Grief is the internal, automatic response to loss.

If you are alive and have attached to something.  Anything.  A job.  A pet.  Your health.  Your looks.  Your house.  A person.  A certain lifestyle.  Your car.  Anything.

If you have attached to something and you lose that something, you grieve.  Automatic.  Internal.

And as much as I’d like to tell you that grief will be orderly, neat and tidy, predictable, and unfold in five stages.  It will not.  Period.

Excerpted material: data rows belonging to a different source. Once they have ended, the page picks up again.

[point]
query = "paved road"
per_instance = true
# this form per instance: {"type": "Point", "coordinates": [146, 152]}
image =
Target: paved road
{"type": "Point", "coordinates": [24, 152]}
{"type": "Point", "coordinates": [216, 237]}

Most of us (all of us) are ill-prepared and ill-equipped to go with the flow of grief when it is our time, because we never talk about it.   What it’s like to live with grief.

Grief expresses itself in surprising and confusing ways.  There may be times all you want to do is sleep and other times when you can’t sleep at all.

There may be times when you eat and eat and eat and other times when you have no appetite.  You may feel confused, sad, anxious, desperate, angry, frightened, lonely, nauseous, numb, dazed, dizzy, to name a few of the ways that grief expresses itself seemingly all at the same time.

And when your arms physically ache to hold your beloved, when you have heart palpitations and stomach pains and fight to keep your balance, this too is grief.

You think you are going crazy.

You are not.

You have entered the wilderness of grief.

And in order to get out, you must go through.

Period.

You must give yourself permission to mourn.